Конфетти из красочных обрывков фраз кружится в голове, но все никак не может осесть на клавиатуру складным текстом. В вихре словосочетаний у меня не получается ухватить хотя бы парочку из них, чтобы попытаться склеить их в кусочек цельной истории. Я пытаюсь, но слова ускользают между пальцев и рыбками ныряют прямо в реку забвения. Прямо как время, отведенное мне для дыхания и других процессов жизнедеятельности в этом мире.

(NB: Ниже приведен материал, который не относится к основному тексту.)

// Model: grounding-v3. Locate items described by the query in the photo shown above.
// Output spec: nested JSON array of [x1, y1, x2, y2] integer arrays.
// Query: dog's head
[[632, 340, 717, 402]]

Можно попытаться их выстроить в алфавитном порядке. Эта история уважительной насмешкой поприветствовала бы творчество Сергея Довлатова. Мол, смотри, дедуль, как я выворачиваю наизнанку твое наследие: жрица жрет жратву, немощно ноя о неизбежной неуверенности и артистично агонизируя в амплуа анорексички.
Надо отметить, что писать все слова, начиная с одной и той же буквы, оказалось труднее, чем я себе представляла. Силы покинули меня после одного короткого предложения. Прости, Сергей, я слаба.
Рисовать свои провалы настроения куда проще, чем описывать их словами. Слова так и норовят слиться в поток воды, уносящий в своих мутных от грязи слишком сложных предложений и слишком развернутых метафор крупицы сути. Кисть в руке и краска на палитре ведут себя иначе.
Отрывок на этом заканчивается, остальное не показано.